The lawsuit, filed in August 2024 by authors Andrea Bartz, Charles Graeber, and Kirk Wallace Johnson, alleged that Anthropic had built its Claude model in part by uploading millions of books pulled from “shadow libraries” (online databases where copyrighted materials can be illegally accessed and downloaded for free) such as Library Genesis and Pirate Library Mirror. The lawsuit, part of a larger ongoing wave of copyright litigation brought against tech companies over the data they use to train artificial intelligence programs, claimed that Anthropic’s use of their work to  train its large language models (LLMs) without permission was a violation of copyright law. Judge William Alsup’s decision in June 2025 drew an important line. He held that Anthropic’s training of an LLM using books that were lawfully purchased constituted transformative fair use because the company employed those works for a fundamentally different, non-expressive purpose. However, the court refused to extend that protection to pirated books, emphasizing that fair use does not authorize a company to maintain or exploit a library of illegally obtained works. This distinction exposed Anthropic to the possibility of being held liable for several billion dollars’ worth of statutory damages—enough to severely cripple or even put the company out of business.

By September of 2025, Anthropic chose to settle. The agreement—valued at roughly $1.5 billion for about 500,000 works—amounts to approximately $3,000 of compensation per book, making it one of the largest copyright-infringement settlement cases in U.S. history. The settlement only applies to past conduct and does not provide Anthropic with any continuing license to use author’s works going forward, nor does it preclude future training efforts from litigation. What it does provide, however, is a newly visible price tag for the risk of ingesting unlicensed copyright material during model development.

The settlement also poses a deeper policy question: Is it sustainable—or even fair—for AI companies to build gargantuan models on the backs of copyrighted materials with little to no compensation, so long as those works are lawfully acquired? While the fair-use holding affirms that lawful acquisition generally protects training on purchased books, the business implications are far more complex. Even if training on legitimately purchased texts qualifies as transformative use, there is nothing in the decision that requires authors to accept being uncompensated for the value their works provide to the AI economy.

Hence, the preeminence of the licensing model. Allowing authors to license their works to LLM companies aligns the interests of both parties: authors get paid and retain control over their intellectual property while AI developers gain legal certainty, reputational safety, and access to high quality data. The Bartz settlement suggests that authors possess real leverage, and that companies are willing to pay substantial sums of money when that leverage is exercised. For businesses, this indicates an emerging market for training data licenses that could mirror those of music or movie streaming services.

Simultaneously, a licensing-first approach carries its share of tradeoffs. If training data becomes expensive or overly gated, smaller AI startups could face insurmountable barriers to entry, thereby stifling competition and entrenching the largest firms. Developers could respond by gravitating towards public-domain or open-access materials, consequently reducing diversity in training data and ultimately degrade model performance. Furthermore, because training relies on ingesting millions of works, figuring out what a “fair price” is for each individual contribution to that training is a deeply non-obvious economic question. The Anthropic settlement provides a mere datapoint rather than a market structure.
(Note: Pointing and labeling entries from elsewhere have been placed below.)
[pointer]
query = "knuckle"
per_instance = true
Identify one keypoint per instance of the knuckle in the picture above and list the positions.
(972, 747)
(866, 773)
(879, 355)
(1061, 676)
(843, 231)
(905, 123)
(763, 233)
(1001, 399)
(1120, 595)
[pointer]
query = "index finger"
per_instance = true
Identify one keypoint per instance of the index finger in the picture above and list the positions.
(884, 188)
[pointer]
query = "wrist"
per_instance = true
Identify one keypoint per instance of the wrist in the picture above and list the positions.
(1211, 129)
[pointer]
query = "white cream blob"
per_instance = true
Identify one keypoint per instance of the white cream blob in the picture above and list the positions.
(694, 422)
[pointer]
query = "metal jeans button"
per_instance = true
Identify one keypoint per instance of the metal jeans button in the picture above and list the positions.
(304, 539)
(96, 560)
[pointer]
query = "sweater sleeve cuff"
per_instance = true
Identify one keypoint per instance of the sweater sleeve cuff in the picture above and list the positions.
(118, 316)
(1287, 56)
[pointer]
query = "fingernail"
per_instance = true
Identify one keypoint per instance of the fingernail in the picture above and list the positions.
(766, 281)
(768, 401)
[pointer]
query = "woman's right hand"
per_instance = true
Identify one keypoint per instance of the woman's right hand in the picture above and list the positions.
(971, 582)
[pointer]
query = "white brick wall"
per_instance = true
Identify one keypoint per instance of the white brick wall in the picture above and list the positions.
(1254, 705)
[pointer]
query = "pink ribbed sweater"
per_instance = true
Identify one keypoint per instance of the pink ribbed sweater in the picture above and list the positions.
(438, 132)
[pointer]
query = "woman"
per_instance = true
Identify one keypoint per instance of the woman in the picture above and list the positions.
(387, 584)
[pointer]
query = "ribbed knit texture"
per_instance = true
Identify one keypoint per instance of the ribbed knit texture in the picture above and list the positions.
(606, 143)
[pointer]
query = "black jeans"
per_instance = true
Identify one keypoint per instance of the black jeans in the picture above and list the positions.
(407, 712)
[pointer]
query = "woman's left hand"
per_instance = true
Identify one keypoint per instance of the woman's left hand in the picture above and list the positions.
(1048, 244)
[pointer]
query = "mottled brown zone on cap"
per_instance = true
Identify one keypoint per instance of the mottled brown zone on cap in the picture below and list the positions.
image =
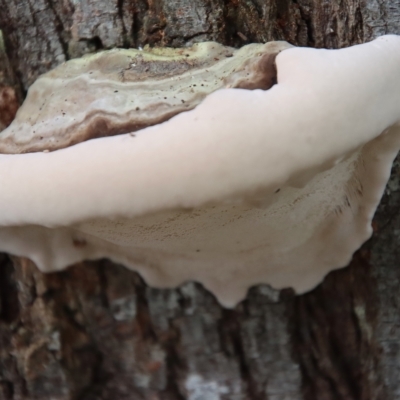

Nevertheless, the broader trend is unmistakable: The era of AI companies feeling comfortable scraping whatever they can find, legal or otherwise, is rapidly concluding. The Bartz settlement emphasizes the importance of provenance, that authors are not passive stakeholders, and that fair use is not a conclusive defense. From a risk-management perspective, companies deploying or developing generative-AI systems will need to audit their data sources, scrutinize the legality of their acquisitions, and—where uncertainty exists—seek licenses rather than rely on legal ambiguities.

For authors and creatives, the takeaway is equally clear: Their works are increasingly treated as valuable computational inputs, not simply expressive outputs. Such a shift provides them a meaningful seat at the table through either negotiation, collective action, or regulation. For legal practitioners advising businesses in this space, the settlement signals the beginning of a more mature, contract-driven ecosystem surrounding training data, one prioritizing transparence, certainty, and rights-clearance.

In a multitude of ways, the Bartz case is less a conclusion than an opening chapter of a broader restructuring of the relationship between creative labor and artificial intelligence. The settlement affirms that innovation can exist while also respecting copyright protections, but only if companies are willing to respect the sources of the data powering their models. Whether the future leans more towards fair use or licensing will depend largely on how businesses adapt in the wake of this settlement. Yet, the message is clear: Creatives will no longer tolerate being intellectually and economically ravaged by the colossus of big tech, and they are willing to leverage their legal rights to ensure they are compensated.